23 November 2011 by Pelle Neroth
The 60W incandescent lightbulb ban on 1 September shows the very real and concrete powers the EU has to change everyday lives almost overnight.
And more is coming up.
The upcoming revision of the WEEE (Waste of Electrical and Electronic Equipment) directive aims to reduce the amount of electronic gear that ends up in landfills. To date, the WEEE directive has been successful at getting big items returned for recycling at the retailer - fridges, washing machines, the like. But the directive has been less successful at getting small electrical items like hairdryers or MP3 players back. That may be about to change. To its critics, however, the recast directive, while laudable in its aims, is poorly conceived in its methods.
Under the existing rules, takeback occurs on a 1:1 basis, that is, only when the retailer sells the type of appliance taken back, and only when the customers buys a new item from the store.
But under the new proposal, which passed its second reading in the parliament, a member of the public could walk into a computer store with a hairdryer and legally drop it off for disposal, free of charge. Not just hair dryers but possibly game consoles, shavers, remote controlled cars, toasters. MP3 players, mobile phones.
Light bulbs included
In addition, used light bulbs could also be disposed of.
Effectively, it converts electrical goods shops into general collection points for all small electrical - and other - waste. Surveys show that most Brits are currently disposing of small electronic waste - unlike their white goods - in their general household waste stream with most householders saying they "don't give a second thought to it". E-waste is the fastest growing waste stream in Europe, rising at triple the rate of the normal municipal waste stream and equivalent to more than 10 kilos a year per individual.
Carl Schlyter, MEP, deputy chairman of the European parliament's environment committee, told me that only the smallest electronics shops will be excluded. The aim, Schlyter says, "is to target not every retailer just the little bit bigger ones. This means that the typical tech wizard's shop would be excluded but not the supermarkets or the retail chains".
Schlyter says: "I do not feel sorry for the retailers. They are selling products which in many cases contain highly toxic chemicals, the least we could do is make sure this electronic does not contaminate municipal waste so that the municipal waste cannot be recycled. if we are successful, this recycling can be very economically positive with recovery of metals and reduction of environmental damage."
Eurocommerce, the association that represents the European retail sector, takes another view, saying there are problems the directive does not address. It would be costly to train the staff to dispose of stuff they do not sell.

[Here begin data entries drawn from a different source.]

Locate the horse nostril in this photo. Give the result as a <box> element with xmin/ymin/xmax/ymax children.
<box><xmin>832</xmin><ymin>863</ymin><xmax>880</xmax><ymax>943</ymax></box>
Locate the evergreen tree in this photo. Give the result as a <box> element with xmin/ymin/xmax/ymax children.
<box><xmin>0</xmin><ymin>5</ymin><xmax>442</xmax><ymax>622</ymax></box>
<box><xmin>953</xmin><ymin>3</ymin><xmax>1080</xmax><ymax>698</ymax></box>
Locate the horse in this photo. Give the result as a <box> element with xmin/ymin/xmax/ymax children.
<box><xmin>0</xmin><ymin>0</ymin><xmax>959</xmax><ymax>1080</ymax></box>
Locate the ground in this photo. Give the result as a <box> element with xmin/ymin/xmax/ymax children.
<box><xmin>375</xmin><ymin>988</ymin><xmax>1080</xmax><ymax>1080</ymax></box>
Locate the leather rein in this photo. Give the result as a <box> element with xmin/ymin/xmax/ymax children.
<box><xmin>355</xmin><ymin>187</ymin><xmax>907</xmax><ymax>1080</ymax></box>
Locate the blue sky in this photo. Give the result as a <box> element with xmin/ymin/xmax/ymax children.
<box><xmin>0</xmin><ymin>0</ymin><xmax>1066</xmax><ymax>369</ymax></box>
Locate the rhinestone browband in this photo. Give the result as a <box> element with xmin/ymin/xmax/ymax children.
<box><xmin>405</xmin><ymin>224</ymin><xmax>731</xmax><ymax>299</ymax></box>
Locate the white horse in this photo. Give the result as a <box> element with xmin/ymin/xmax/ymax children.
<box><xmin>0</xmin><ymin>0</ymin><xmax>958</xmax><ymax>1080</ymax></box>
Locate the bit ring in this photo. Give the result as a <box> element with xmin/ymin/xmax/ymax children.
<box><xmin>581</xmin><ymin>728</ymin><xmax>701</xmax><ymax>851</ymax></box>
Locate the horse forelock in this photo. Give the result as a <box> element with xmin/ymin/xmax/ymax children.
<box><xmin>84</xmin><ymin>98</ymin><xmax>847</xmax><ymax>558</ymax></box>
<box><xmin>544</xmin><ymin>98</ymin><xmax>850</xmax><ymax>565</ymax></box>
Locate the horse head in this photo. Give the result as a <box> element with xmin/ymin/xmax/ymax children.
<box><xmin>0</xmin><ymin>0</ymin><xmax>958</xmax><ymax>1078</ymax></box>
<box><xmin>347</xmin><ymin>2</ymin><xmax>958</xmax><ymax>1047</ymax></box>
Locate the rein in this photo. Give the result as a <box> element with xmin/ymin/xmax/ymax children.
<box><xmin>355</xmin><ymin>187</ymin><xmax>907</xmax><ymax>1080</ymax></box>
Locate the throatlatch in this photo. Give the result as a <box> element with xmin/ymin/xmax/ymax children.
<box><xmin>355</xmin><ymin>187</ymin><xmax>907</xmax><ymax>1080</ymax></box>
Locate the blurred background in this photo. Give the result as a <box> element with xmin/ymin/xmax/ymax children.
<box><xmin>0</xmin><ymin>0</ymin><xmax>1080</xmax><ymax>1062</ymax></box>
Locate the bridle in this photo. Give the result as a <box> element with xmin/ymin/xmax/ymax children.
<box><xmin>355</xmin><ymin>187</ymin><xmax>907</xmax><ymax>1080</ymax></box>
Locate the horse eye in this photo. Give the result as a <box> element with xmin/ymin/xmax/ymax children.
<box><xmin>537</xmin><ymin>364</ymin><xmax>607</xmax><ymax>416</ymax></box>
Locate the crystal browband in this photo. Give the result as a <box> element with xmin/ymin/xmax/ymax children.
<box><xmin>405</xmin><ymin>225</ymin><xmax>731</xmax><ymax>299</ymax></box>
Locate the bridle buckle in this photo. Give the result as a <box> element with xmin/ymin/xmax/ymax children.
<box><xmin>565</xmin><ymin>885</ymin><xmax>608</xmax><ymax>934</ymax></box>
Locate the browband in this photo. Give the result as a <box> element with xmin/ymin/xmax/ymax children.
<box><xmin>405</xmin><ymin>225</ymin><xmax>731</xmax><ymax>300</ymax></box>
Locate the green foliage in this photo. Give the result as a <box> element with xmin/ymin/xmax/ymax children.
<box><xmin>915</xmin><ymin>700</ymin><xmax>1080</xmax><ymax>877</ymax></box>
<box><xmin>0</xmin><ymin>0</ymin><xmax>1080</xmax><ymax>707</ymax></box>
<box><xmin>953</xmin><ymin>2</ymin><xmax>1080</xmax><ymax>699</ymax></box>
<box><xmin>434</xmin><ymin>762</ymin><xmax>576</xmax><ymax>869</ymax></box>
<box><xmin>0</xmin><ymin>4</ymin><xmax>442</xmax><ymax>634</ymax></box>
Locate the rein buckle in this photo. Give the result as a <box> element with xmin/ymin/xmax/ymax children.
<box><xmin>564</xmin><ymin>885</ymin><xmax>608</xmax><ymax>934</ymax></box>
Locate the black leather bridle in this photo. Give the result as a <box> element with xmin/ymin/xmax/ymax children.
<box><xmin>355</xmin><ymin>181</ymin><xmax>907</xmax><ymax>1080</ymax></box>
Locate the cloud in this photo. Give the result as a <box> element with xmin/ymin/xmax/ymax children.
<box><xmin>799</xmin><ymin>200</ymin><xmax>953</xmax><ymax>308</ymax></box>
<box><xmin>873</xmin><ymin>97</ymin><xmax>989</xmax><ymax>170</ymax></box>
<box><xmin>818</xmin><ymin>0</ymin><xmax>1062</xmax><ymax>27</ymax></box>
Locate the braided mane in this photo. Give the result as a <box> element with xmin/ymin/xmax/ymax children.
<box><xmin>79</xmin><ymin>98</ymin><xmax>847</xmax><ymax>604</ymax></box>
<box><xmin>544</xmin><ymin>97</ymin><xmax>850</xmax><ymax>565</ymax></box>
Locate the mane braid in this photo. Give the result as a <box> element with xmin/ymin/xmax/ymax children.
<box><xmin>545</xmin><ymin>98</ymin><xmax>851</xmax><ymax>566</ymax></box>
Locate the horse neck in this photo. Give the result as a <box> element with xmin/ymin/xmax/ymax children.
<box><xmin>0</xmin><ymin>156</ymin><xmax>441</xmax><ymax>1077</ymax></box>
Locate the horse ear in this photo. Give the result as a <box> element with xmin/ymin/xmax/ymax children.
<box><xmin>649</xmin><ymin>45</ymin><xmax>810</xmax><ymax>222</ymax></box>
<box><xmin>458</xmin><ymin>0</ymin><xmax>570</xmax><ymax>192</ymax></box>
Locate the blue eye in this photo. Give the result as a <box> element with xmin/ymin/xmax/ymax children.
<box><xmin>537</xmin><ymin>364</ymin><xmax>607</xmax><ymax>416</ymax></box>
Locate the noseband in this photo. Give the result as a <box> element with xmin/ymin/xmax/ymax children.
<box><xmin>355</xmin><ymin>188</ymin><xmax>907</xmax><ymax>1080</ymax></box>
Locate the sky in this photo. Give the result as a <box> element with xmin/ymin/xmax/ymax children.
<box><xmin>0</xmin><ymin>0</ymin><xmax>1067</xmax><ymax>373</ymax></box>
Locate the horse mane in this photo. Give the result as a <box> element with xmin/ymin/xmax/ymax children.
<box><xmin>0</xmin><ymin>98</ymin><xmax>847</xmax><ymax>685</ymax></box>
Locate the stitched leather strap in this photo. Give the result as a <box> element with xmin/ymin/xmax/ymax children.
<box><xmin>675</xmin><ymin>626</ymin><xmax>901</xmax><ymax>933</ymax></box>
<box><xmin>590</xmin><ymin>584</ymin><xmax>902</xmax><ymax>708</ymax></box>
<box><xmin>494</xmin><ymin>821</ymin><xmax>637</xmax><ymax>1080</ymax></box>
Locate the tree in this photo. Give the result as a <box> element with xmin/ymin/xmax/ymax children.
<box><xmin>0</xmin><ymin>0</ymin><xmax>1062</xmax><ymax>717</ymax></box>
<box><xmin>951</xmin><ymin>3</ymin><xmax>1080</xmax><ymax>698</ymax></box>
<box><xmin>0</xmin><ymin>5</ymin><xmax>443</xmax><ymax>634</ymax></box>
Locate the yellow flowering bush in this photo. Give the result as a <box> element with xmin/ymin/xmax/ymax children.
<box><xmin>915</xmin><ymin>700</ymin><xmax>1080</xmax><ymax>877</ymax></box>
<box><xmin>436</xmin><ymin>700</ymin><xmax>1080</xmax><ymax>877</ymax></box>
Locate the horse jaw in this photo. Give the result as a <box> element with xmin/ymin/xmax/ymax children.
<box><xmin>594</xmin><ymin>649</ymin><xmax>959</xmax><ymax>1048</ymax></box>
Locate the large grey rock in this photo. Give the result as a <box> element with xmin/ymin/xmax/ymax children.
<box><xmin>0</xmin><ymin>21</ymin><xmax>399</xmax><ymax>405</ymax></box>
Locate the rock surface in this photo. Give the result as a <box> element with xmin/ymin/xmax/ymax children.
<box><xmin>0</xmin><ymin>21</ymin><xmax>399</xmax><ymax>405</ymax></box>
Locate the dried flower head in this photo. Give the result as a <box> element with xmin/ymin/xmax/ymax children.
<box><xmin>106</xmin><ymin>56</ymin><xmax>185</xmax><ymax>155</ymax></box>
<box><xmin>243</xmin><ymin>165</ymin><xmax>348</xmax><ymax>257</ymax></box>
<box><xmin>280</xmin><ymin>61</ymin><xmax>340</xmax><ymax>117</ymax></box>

Also some EU members, mainly in northern Europe, have voluntary takeback collection schemes that are currently high successful, and these would be duplicated by the new scheme.
Eurocommerce wants EU wide overall targets, but let member states decide the collection methods. "One size does not fit all in this case," the association's secretary general Christian Verschuuren says. "A single solution for all is always attractive. But, in the real world, it is not always the best solution."
Proponents say making it easier to dispose of small electrical goods would help the EU the meet new, higher 85% collection targets also being proposed in the legislation, which is expect to undergo final negotiations at the Council in January.
The new legislation comes amid growing concerns among European policymakers about the threat of global resource depletion of precious metals. Recycling modern electronic goods which contain these metals is seen as increasingly necessary.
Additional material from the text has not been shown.